Misson Basilica Saint John of Capistrano - San Juan Capistrano, CA.




    Ele nasceu em Capistrano, Itália em 1386, estudou leis e tornou-se governador de Peruvia, Itália em 1412.Sua vida foi somente dedicada ao espírito. Durante trinta anos fez rigoroso jejum, duras penitências e se dedicou às orações. Trabalhou com energia, evangelizando na Itália, França, Alemanha, Áustria, Hungria, Polônia e Rússia. Tornou-se grande pregador e os registros mostram, que, após sua pregação, muitos jovens decidiam entrar na Ordem de São Francisco de Assis. em 1416 amigo e aluno de São Bernardino de Siena. Ele foi ordenado em 1420. Após uma carreira notável como franciscano João foi convidado a ser o legado papal na Palestina, Milão, Sicília, Áustria, Bavária, Polônia, Bohemia e Silésia para combater os "hussites" (seguidores de Jan Hus).
  Foi conselheiro de quatro papas. Com 70 anos, defendeu a Itália numa guerra que ajudou a vencer. A famosa batalha de Belgrado, contra os invasores turcos muçulmanos. . .
  João de Capistrano com seus setenta anos de idade foi a luta, quando um enorme exército ameaçava tomar toda a Europa, pois já dominava mais de duzentas cidades. O papa Calisto III o designou como pregador de uma cruzada, que defenderia o continente. Com ele à frente, os cristãos tiveram de combater um exército dez vezes maior. A guerra já estava quase perdida e os soldados estavam a ponto de desfalecer, quando surgiu João animando a todos, percorrendo as fileiras e mantendo-os estimulados na fé em Cristo. Agiu assim durante onze dias e onze noites sem cessar. Espantados com a atitude de João, os guerreiros muçulmanos apavoraram-se, o exército se desorganizou e os soldados cristãos dominaram o campo de batalha até a vitória final.
  Vitória que, embora preferisse manter o anonimato, foi atribuída a João de Capistrano. Depois disso, retirou-se para o Convento de Villach, na Áustria, onde morreu três meses depois, no dia 23 de outubro de 1456. João encarava esses homens e mulheres como hereges e com implacável hostilidade, e seus métodos eram tão obstinados que ele às vezes foi reprovado.
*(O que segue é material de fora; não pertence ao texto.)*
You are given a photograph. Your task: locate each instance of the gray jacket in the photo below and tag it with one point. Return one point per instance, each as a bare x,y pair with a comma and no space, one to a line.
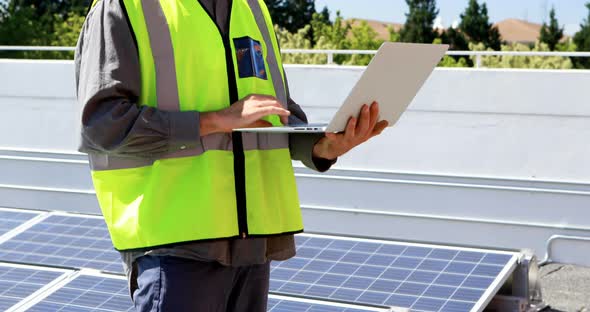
108,85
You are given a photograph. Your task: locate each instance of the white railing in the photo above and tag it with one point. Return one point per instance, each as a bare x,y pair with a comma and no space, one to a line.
330,53
477,54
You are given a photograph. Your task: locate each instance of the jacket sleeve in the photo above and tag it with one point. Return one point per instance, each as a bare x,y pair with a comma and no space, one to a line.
108,83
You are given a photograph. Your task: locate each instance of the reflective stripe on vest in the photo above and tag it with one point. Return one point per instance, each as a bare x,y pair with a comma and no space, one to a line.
191,195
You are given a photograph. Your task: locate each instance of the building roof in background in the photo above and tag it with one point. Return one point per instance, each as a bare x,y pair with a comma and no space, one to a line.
515,30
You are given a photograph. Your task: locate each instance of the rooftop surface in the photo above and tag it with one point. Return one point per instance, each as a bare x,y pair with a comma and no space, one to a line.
566,287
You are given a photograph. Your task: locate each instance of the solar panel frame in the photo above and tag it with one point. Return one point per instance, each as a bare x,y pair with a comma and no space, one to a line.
28,282
77,292
301,282
64,240
13,221
64,296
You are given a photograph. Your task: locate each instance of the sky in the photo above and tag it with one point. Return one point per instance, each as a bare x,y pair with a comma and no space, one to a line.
570,13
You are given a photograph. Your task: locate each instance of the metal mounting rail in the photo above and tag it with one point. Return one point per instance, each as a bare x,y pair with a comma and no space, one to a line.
552,239
330,53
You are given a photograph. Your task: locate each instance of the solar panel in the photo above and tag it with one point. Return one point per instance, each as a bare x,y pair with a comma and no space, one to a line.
419,277
88,293
10,219
18,283
67,241
287,304
106,293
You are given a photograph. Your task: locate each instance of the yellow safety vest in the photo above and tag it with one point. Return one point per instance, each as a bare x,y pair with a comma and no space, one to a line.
231,185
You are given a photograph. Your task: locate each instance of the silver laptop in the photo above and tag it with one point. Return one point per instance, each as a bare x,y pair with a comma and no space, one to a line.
393,78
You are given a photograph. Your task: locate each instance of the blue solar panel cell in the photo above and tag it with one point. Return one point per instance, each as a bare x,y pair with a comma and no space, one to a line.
88,293
467,294
10,219
289,305
67,241
423,278
455,306
428,304
17,283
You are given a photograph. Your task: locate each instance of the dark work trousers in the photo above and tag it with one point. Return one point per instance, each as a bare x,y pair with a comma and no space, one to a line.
176,285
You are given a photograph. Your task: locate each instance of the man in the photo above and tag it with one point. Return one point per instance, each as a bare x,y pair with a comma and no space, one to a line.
196,210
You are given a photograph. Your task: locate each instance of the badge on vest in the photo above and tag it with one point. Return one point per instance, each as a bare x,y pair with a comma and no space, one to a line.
250,58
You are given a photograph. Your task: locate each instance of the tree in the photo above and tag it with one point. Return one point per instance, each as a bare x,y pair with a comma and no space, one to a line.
514,61
291,15
551,34
419,21
457,42
38,22
476,26
455,39
363,37
582,41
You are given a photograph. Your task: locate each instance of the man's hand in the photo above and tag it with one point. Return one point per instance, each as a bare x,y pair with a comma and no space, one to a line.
246,113
358,131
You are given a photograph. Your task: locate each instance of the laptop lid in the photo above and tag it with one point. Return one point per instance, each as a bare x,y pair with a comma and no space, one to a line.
393,78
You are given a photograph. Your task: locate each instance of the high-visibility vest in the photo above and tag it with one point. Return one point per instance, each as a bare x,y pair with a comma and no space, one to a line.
231,185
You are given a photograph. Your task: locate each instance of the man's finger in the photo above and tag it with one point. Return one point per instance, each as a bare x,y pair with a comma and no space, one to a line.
350,132
332,136
270,103
379,127
259,124
271,110
362,127
374,112
284,120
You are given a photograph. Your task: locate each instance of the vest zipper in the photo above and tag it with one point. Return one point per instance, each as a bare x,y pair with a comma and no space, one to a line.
237,143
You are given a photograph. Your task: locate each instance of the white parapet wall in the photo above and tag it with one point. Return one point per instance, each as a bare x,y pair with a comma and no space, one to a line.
496,158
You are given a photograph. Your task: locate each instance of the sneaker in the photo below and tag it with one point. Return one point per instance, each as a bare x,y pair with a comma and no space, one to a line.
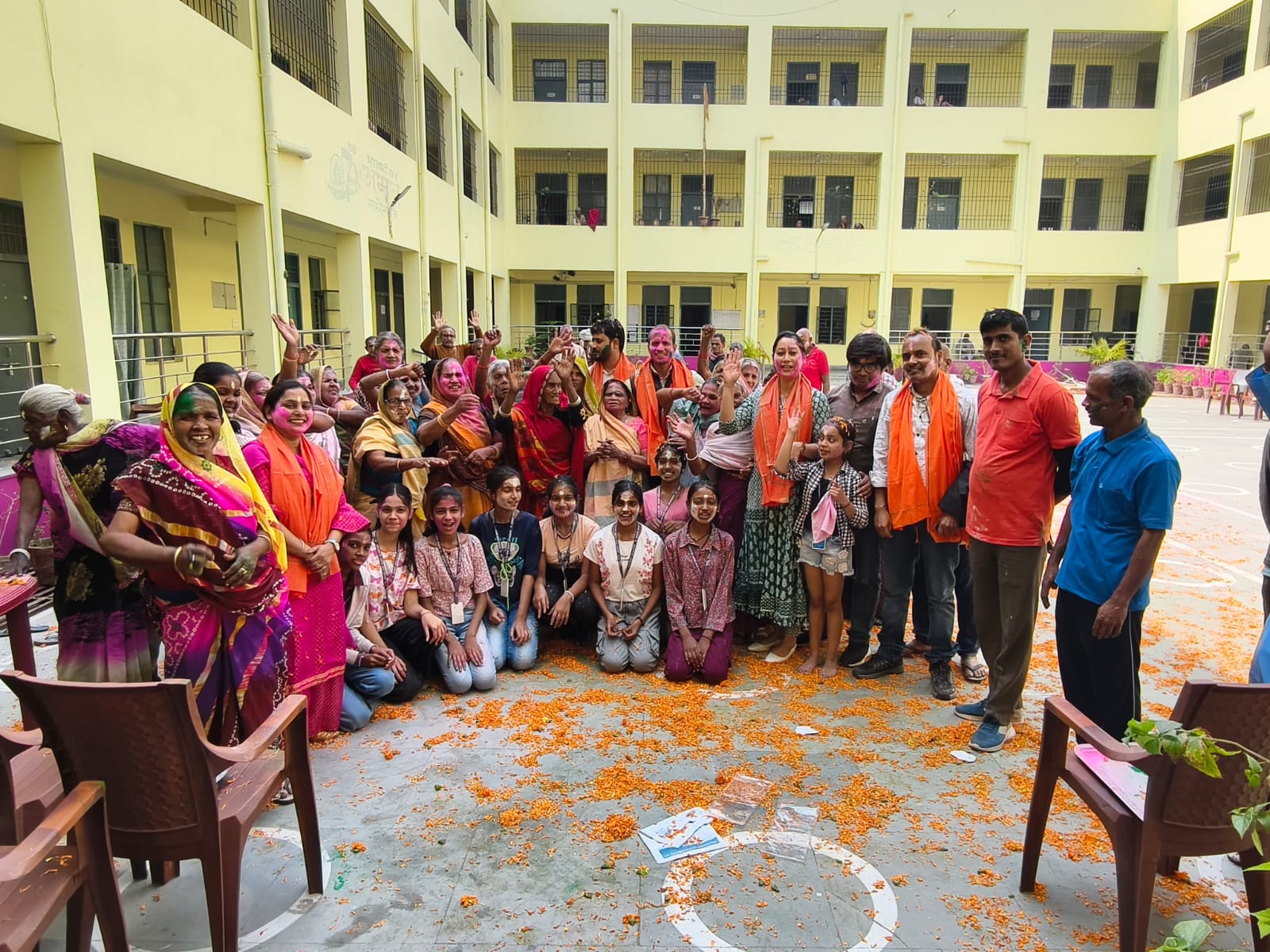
878,666
941,681
855,655
975,711
991,736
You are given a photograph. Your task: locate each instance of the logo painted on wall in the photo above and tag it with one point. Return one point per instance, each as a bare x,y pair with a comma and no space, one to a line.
351,175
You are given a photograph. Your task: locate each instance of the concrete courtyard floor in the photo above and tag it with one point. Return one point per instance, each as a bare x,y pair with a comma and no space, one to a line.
507,819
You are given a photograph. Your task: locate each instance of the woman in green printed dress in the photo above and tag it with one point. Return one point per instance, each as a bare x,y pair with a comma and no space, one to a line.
768,584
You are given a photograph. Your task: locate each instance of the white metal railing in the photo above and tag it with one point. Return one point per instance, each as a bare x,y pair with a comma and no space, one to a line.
21,368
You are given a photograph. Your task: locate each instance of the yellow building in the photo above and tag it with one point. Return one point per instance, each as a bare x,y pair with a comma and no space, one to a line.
175,171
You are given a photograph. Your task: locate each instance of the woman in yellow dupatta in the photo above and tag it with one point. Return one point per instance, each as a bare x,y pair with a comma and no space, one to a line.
616,450
455,425
385,452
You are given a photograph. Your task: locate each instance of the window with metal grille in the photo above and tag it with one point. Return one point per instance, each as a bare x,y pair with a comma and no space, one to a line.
689,63
491,46
1206,190
302,44
435,126
1104,70
1259,177
827,67
1094,192
940,67
545,54
471,168
222,13
154,289
679,194
831,317
1218,48
464,21
958,192
554,186
493,181
829,190
385,84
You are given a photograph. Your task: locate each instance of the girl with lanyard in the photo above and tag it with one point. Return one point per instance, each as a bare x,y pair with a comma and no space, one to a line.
698,566
514,550
455,584
624,562
562,596
664,508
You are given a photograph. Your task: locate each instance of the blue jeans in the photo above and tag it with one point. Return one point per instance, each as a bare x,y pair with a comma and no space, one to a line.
365,689
521,657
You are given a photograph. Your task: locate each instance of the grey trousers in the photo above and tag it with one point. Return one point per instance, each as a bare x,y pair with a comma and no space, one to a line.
639,654
1006,592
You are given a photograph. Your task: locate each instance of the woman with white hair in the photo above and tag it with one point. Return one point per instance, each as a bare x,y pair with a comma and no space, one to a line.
105,634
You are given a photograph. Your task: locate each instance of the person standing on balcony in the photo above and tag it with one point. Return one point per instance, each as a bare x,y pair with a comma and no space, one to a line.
926,433
609,359
816,365
103,625
444,340
1124,486
860,400
1022,461
660,371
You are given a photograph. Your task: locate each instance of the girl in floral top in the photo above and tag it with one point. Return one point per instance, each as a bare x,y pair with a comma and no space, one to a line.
455,584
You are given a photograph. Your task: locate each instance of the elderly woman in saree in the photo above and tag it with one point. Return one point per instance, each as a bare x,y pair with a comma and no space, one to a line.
616,448
194,520
70,467
545,424
454,424
308,495
385,452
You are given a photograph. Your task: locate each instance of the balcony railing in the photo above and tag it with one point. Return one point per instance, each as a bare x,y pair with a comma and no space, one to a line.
21,368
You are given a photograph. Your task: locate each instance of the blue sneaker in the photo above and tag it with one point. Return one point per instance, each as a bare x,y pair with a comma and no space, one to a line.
972,712
991,736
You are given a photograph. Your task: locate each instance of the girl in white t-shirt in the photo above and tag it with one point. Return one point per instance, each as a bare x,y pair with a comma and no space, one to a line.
625,566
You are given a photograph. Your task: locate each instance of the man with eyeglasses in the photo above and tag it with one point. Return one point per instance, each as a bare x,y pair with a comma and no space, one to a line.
859,400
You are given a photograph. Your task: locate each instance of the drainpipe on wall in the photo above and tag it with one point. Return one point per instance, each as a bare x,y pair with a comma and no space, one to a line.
264,46
1219,346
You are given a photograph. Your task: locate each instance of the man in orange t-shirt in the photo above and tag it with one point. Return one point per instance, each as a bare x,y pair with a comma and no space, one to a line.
1022,460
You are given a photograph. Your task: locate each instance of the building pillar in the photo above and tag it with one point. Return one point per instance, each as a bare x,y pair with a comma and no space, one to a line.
1153,319
256,287
67,271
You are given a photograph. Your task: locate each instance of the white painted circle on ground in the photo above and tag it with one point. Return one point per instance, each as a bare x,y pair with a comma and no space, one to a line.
1213,489
683,916
1217,579
275,926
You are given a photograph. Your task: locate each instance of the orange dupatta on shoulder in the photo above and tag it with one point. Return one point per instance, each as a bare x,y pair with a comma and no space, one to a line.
306,511
770,432
645,400
911,498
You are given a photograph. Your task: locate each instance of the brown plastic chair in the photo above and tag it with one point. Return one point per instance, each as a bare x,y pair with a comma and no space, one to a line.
146,743
40,876
1187,812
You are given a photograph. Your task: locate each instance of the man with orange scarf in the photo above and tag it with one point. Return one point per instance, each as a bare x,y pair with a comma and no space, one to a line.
922,448
660,371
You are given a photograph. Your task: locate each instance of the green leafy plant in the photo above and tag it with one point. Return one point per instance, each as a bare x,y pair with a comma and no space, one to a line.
1200,750
1100,352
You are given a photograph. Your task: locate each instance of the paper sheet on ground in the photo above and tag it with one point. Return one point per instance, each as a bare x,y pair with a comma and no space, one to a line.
681,835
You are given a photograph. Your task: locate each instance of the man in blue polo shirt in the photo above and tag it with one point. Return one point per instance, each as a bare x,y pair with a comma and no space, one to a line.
1124,484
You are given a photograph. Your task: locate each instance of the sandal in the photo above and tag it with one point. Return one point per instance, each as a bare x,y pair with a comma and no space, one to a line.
973,668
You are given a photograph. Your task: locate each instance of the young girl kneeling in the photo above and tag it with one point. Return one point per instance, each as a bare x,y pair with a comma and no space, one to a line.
455,584
826,558
625,565
698,568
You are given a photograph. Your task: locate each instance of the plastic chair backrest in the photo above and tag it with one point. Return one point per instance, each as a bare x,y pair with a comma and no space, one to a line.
141,740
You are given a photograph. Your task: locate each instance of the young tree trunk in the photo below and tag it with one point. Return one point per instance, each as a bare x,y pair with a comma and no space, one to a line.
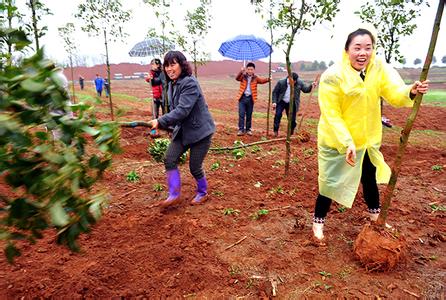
195,60
10,16
108,76
291,105
410,120
72,79
268,112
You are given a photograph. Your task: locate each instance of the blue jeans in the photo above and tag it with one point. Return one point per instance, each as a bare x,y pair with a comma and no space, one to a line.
280,107
245,107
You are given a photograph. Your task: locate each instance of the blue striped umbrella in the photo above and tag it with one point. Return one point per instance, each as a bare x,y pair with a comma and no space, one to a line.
245,47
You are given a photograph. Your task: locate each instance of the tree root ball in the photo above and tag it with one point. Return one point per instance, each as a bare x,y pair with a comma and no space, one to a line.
304,136
378,248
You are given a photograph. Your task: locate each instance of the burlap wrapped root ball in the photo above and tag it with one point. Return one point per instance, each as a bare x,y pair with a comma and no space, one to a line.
378,248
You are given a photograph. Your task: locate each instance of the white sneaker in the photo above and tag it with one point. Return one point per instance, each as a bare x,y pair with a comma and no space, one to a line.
318,230
374,218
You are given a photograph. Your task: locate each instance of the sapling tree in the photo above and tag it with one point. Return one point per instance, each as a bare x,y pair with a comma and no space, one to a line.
290,18
162,9
10,38
197,26
393,20
411,119
38,10
47,181
263,10
104,17
67,34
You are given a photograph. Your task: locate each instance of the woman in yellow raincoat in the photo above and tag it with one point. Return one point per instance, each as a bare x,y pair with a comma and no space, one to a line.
350,130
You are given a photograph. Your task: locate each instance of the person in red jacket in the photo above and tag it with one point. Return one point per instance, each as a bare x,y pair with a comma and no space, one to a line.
246,96
156,79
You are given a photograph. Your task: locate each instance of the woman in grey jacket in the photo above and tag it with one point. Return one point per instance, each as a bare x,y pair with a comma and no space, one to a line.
193,127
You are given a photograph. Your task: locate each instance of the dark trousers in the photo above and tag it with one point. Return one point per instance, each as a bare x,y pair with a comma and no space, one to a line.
198,152
282,105
369,187
245,108
157,104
Quando os turcos capturaram Constantinopla, (hoje Istambul), a capital do Império Bizantino em 1453, João se devotou a uma incansável cruzada contra os Otomanos que estavam avançando sobre os Balcãs.
  João conseguiu uma audiência com o General Janos Hunyadi. Hunyadi inspirado pelo santo reuniu os húngaros que resistiram aos turcos e ele pessoalmente comandou uma ala do exercito cristão na batalha de Belgrado em 1456. A vitória de Belgrado salvou a Europa de ser conquistada pelos turcos.
 Na arte Litúrgica da Igreja ele é representado como um franciscano apontando um crucifixo que ele segura; ou 2) com um crucifixo e uma lança; ou 3) pisando em um turbante; ou 4) pregando com anjos e um rosário e o emblema IHS acima dele; ou 5) com a bandeira com a cruz em seu peito.
 Ele morreu em 23 de outubro de 1456 em Vilach, Áustria de uma praga que varreu a região. O seu culto se mantém vivo até os nossos dias, sendo celebrado no dia de sua morte tanto no Oriente e como no Ocidente. 
  São João Capistrano foi canonizado em 1724 papa Bento XIII.São João de Capistrano é o padroeiro dos juízes.
(Contam que foi tão grande era a revolta dos protestantes a veemência de João, que mais tarde, em 1526, os Calvinistas jogaram suas relíquias em um poço).